Get that out of your mouth!
There was a spoon.
I wore white.
I wear white.
It is permanently night.
Mya was screaming and another attending came and she heard gurgling. Steadying herself with her right hand again, she licked the button first and then placed it in her mouth, on her dry tongue and tried to swallow it feeling it lodge itself in her throat. You cried and you cried and you swore
Where am I?
Is it night?
I did listen.
I am listening.
I am listening.
I didn’t do anything: it was a riding lesson.
I am listening.
I was a faithful virgin until you.
The rain is whispering and broncos are chasing you
to canopies of sense and wonder and you wonder.
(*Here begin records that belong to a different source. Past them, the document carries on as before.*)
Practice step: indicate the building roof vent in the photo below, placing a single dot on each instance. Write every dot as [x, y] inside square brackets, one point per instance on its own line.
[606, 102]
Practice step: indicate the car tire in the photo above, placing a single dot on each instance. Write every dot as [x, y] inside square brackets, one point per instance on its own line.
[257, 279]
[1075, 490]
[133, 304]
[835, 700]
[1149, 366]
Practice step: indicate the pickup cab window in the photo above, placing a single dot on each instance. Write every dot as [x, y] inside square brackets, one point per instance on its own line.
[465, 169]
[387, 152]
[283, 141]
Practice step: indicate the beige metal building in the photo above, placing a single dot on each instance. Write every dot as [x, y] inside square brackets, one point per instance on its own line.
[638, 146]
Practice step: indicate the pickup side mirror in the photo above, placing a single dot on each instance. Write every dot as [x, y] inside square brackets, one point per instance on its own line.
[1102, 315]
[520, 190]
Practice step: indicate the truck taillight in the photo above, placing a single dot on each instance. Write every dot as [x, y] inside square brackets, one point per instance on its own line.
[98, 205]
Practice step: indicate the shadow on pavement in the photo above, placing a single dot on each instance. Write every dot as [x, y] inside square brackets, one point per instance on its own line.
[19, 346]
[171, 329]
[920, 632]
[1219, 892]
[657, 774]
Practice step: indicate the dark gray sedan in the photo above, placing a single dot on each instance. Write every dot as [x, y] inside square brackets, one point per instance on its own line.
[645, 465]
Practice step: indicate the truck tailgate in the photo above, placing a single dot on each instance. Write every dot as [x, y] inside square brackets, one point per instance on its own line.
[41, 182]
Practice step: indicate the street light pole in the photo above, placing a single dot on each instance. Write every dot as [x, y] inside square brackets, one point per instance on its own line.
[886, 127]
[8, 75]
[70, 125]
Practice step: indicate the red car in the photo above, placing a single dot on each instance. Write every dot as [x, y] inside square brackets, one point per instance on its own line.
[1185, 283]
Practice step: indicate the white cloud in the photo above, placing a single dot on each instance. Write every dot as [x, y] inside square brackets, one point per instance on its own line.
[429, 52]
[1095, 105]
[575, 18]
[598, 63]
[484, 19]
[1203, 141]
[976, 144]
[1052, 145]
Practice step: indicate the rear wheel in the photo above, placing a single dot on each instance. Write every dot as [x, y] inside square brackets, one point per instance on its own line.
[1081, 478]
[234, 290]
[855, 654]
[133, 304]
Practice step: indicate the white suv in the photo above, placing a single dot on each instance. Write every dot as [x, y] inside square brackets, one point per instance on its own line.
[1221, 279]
“Flo, are you listening? I brought you some cake. Vanilla.”
Suddenly two arms were around her and pushing on her stomach until she coughed something out.
And you promised him it was nothing.
Nincompoop.
I’m a ninny,” she said being lowered to the chair
Here him whinny.
Here me whine.
I said something.
I’m a ninny.
I said no.
He said, “bend over, Flo, you will learn to like it.
She turned to both of them, their mouths agape, Bob sprawled on the floor.
“There is my cuckold,” she pointed.
She was sitting in the armchair now listening to Mya cry.
“Are you time?”
The nursing home was filled with cries.

“the black out” or “the woman who was raped by the men”

i don’t know what is better: to write or to have written but I do know that the devolvement I suffered from my creative process is all i was seeking. to be finished, incomplete, that is a promise.  anything else is good luck.